Elena Semouchkina (CPS) is the principal investigator on a project that has received a $337,217 research and development grant from the National Science Foundation (NSF). The project is “Developing Anisotropic Media for Transformation Optics by Using Dielectric Photonic Crystals.” This is a three-year project.
Yu Cai (CyberS) is the principal investigator on a project that has received a $49,728 research and development grant from the National Security Agency. The project is entitled, “Developing Hands-On Cybersecurity Curriculum with Real-World Case Analysis.” This is a one-year project.

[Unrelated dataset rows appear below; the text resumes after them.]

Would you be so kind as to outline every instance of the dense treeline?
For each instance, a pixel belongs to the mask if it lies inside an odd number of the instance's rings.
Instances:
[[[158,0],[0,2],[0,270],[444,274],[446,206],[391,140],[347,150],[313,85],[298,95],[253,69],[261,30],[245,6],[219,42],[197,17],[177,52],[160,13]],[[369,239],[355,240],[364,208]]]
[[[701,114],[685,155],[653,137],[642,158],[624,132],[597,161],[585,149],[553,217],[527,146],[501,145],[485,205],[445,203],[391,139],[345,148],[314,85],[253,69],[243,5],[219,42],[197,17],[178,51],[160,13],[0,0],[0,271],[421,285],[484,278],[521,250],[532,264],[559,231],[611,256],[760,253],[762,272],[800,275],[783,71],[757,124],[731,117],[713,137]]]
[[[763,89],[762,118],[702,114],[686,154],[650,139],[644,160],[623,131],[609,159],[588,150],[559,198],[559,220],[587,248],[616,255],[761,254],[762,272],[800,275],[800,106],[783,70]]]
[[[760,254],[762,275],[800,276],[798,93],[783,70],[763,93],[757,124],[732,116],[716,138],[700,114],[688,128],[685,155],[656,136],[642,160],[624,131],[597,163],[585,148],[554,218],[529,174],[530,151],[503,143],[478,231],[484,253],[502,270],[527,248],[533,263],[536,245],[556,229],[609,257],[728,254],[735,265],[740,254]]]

Timothy Havens (DataS) and Timothy Schulz (DataS) were recently awarded a $15,000 contract from MIT Lincoln Laboratory to investigate signal processing for active phased array systems with simultaneous transmit and receive capability. While this capability offers increased performance in communications, radar, and electronic warfare applications, the challenging aspect is that a high-level of isolation must be achieved between the transmit and receive antennas in order to mitigate self-interference in the array. This project spearheads a collaboration with Dr. Jon Doane (BS and MS from MTU) in MIT Lincoln Laboratory’s RF Technology Group. Ian Cummings, an NSF Graduate Research Fellow who is co-advised by Havens and Schulz, is undertaking this research for his PhD dissertation and will spend the summers at MIT Lincoln Laboratory as part of the project.